(Reuters) – President-elect Donald Trump’s nominee for U.S. Treasury Secretary Scott Bessent will prioritize delivering on election tax cut promises, he told the Wall Street Journal in a statement interview published on Sunday.
Bessent told the WSJ that the tax cuts would include making Trump’s first-term tax cuts permanent, and eliminating taxes on tips, Social Security benefits and overtime.
Bessent would also focus on imposing tariffs, cutting spending and preserving the dollar’s status as the world’s reserve currency, he told the newspaper in the interview.
Bessent, who was a donor, economic advisor and TV booster for Trump, was nominated by Trump on Friday as US Treasury Secretary.
Bessent has spent his career in finance, working for macro-investment billionaire George Soros and noted short-seller Jim Chanos, and has advocated for tax reform and deregulation, particularly to boost bank lending and energy production, as noted in a recent op-ed he wrote for. The Wall Street Journal.

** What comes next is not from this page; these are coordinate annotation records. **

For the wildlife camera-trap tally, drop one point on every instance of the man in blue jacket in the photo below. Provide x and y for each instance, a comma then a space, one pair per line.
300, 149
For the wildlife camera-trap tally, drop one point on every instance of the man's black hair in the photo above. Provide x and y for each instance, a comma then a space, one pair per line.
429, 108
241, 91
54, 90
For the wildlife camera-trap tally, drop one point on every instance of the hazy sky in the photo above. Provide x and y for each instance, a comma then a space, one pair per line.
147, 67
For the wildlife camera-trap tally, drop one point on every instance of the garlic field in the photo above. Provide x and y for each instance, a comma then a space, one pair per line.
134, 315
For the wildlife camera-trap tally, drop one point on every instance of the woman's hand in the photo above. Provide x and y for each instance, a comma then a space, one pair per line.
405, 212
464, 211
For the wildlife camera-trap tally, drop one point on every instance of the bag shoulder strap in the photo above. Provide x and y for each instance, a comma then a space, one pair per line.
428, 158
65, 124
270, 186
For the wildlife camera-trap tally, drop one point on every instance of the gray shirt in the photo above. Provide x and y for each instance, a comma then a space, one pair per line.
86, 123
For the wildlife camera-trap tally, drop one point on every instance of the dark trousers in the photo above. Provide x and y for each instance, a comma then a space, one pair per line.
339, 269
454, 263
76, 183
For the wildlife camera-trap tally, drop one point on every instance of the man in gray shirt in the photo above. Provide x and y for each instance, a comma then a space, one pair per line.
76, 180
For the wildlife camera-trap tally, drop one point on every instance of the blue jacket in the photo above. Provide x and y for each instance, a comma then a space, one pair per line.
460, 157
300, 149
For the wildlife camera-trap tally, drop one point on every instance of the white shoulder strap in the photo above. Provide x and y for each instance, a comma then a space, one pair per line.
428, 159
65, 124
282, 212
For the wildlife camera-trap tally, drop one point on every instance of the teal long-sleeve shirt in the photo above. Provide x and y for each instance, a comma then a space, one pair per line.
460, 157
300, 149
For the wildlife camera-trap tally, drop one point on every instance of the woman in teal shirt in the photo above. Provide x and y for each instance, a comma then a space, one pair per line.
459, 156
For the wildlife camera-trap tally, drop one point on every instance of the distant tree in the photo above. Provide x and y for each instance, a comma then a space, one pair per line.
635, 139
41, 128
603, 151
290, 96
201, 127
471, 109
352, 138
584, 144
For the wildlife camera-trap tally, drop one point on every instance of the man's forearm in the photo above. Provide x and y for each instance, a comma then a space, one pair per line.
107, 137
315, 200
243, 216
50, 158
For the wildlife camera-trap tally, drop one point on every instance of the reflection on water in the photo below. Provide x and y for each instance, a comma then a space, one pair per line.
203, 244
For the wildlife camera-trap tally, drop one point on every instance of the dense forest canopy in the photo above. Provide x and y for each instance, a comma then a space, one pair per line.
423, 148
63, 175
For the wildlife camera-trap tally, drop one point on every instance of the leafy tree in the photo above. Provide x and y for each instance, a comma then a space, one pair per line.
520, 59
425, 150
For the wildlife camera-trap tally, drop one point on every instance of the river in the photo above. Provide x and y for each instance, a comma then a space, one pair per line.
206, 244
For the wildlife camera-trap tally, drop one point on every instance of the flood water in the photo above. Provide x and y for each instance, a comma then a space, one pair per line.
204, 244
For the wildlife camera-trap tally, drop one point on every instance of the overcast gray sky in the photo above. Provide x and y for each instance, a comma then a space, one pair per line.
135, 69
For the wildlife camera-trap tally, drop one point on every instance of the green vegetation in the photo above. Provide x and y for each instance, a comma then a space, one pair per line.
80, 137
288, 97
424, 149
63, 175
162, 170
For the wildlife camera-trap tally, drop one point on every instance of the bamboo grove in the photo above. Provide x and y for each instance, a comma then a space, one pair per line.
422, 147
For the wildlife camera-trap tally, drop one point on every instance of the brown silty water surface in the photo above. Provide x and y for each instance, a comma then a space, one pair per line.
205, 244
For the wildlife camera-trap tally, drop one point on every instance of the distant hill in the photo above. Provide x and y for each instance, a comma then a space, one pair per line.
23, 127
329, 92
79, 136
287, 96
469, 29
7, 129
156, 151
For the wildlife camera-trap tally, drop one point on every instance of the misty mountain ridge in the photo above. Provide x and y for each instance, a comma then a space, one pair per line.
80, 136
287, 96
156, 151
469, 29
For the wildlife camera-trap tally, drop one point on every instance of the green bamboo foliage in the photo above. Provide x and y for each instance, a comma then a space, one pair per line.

As US Treasury Secretary, Bessent will essentially be the top US economic official, responsible for maintaining the world’s largest economy, from collecting taxes and paying the country’s bills to managing the $28.6 trillion government bond market and oversight of financial regulation.
The Treasury Department boss also implements U.S. financial sanctions policy, influences the U.S.-led International Monetary Fund, the World Bank and other international financial institutions, and manages national security investigations of foreign investments in the United States.